O vislumbre da morte parece tornar o Moço impaciente, e o
Menino presencia e descreve o casal jovem discutindo a relação, discutindo o
que é o morrer, o querer, o lembrar. Ele e a Moça ficam de cara feia. E no dia
seguinte ele chama o cavalo, monta, e leva o Menino de volta para a casa dos
pais, de onde o trouxera. Acabou-se o passeio.
O trecho final é o regresso do Menino à casa, mas com a
visão transformada por esse episódio.
Nunca mais soube de nada do Moço, nem quem era, vindo junto comigo.
Reparei em meu pai, que tinha bigodes. Meu pai, estava dando ordens a dois
homens, que era para levantarem o muro novo, no quintal. Minha Mãe me beijou,
queria saber notícias de muita gente, olhava se eu não rasgara minha roupa, se
tinha ainda no pescoço, sem perder nenhum, os santos de todas as medalhinhas.
E eu precisei fazer alguma coisa, de mim, chorei e gritei, a eles dois:
“ – Vocês não sabem de nada, ouviram?! Vocês já se esqueceram de tudo o que,
algum dia, sabiam!...”
E eles abaixaram as cabeças, figuro que estremeceram.
Porque eu desconheci meus Pais – eram-me tão estranhos; jamais poderia
verdadeiramente conhecê-los, eu; eu?
Veja-se a sutileza desta pergunta final, porque o conto é
narrado na terceira pessoa, sempre se referindo a “o Menino”, e só no trecho
transcrito acima as recordações se tumultuam todas e se derramam incontíveis na
confissão pessoal.
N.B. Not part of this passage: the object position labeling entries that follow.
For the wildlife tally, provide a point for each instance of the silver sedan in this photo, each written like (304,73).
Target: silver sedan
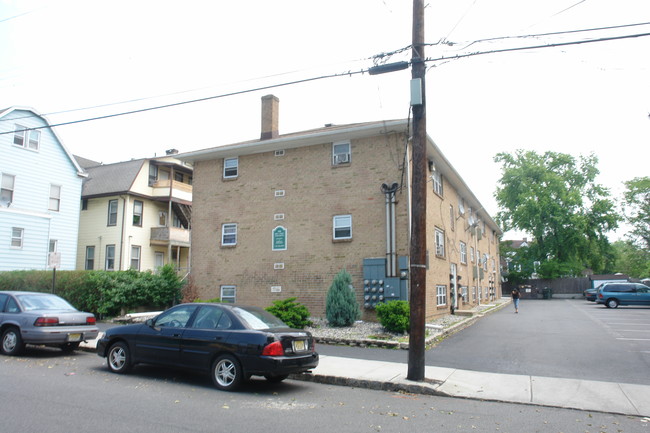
(42,319)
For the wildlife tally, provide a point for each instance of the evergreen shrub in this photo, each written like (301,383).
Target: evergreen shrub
(394,316)
(293,313)
(341,308)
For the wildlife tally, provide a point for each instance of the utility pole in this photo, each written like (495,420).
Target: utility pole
(417,295)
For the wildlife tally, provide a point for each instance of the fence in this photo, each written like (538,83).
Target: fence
(560,287)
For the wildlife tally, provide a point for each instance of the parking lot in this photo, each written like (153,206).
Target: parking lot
(566,338)
(630,325)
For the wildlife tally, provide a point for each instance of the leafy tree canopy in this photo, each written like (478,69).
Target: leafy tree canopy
(554,197)
(636,206)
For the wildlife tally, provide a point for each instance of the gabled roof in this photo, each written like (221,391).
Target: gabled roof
(111,178)
(6,111)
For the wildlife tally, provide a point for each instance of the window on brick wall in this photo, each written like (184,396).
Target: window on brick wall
(441,295)
(342,227)
(230,168)
(229,234)
(440,243)
(463,253)
(228,294)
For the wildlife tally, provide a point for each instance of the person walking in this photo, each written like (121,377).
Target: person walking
(515,299)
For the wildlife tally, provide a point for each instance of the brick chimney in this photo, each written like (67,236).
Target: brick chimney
(270,115)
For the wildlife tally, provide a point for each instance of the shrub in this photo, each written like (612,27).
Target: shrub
(293,313)
(394,316)
(342,308)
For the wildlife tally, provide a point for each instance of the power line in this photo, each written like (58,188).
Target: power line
(175,104)
(534,47)
(342,74)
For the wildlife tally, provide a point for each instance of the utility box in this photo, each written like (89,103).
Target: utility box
(378,287)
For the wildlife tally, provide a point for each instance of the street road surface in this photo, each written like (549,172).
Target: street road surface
(46,390)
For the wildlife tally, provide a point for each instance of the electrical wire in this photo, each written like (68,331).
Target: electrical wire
(176,104)
(348,73)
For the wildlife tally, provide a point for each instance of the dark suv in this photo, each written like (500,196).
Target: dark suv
(615,294)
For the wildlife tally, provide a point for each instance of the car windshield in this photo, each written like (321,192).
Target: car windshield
(258,318)
(43,302)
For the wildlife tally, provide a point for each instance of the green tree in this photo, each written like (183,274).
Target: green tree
(554,197)
(632,260)
(636,207)
(341,307)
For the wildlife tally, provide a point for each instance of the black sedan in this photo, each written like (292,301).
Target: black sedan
(232,342)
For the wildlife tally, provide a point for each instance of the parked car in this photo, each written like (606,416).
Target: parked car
(43,319)
(590,294)
(615,294)
(231,342)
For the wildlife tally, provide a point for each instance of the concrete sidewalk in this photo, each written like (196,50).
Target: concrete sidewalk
(609,397)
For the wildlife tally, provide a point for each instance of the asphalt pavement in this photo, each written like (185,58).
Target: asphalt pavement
(608,397)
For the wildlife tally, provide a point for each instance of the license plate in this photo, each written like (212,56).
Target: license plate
(299,346)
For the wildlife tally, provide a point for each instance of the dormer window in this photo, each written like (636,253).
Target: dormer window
(29,139)
(341,153)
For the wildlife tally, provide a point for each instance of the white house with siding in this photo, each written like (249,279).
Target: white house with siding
(39,196)
(136,214)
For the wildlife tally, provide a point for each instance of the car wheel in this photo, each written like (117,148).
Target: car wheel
(119,358)
(276,379)
(227,373)
(12,341)
(69,347)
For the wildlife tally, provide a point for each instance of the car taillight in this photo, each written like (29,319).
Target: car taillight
(46,321)
(273,349)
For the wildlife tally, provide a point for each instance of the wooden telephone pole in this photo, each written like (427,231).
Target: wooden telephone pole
(418,253)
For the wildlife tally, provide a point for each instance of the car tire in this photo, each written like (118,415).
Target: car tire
(70,347)
(119,358)
(276,379)
(12,342)
(227,373)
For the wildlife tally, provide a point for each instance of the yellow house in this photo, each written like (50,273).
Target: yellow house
(136,214)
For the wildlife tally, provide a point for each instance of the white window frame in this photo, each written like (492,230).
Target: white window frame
(463,253)
(17,237)
(109,221)
(90,258)
(109,263)
(7,188)
(229,234)
(341,223)
(441,295)
(138,211)
(440,242)
(341,153)
(27,138)
(436,178)
(228,294)
(230,168)
(452,217)
(55,198)
(136,252)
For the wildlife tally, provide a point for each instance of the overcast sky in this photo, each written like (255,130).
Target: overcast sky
(59,57)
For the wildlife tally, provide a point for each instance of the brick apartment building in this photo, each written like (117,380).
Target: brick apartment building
(278,217)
Era eu, o Menino. Foi comigo, essa coisa que eu não lembro
direito como foi. Seria isto, psicanaliticamente, o momento da cristalização do
Eu?...
É um episódio sobre velhice, morte, amor, lembrança. Uma
semi-recordação fundamente escavacada, e exumada aos pedaços, como um fóssil
arrancado por um trator. A figura do Pai e da Mãe, talvez, compreendidos agora não como entidades fixas, mas como seres também arrastados pelo fluxo do Tempo, sujeitos à juventude, à velhice, à morte.
Guimarães Rosa viveu em Paris entre 1948 e 1950, como
primeiro-secretário e conselheiro da embaixada do Brasil. Voltou ao Brasil em
março de 1951, para ser chefe de gabinete do Ministro João Neves da Fontoura.
Alguém já me disse, mas nunca confirmei essa informação,
que nessa estadia em Paris ele teria feito análise com Jacques Lacan, numa fase
anterior à dos Seminários que tornaram Lacan famoso. Mesmo que não seja verdade,
faz um certo sentido. A obra do autor mineiro tem a reiterada busca da
infância, a mutabilidade das lembranças exumadas, o uso do trocadilho como
revelação e descoberta, o emprego de recursos da álgebra e da geometria como
formas de expressão literária. Para procurar (como diz o Menino) “o luar do meu mais-longe”.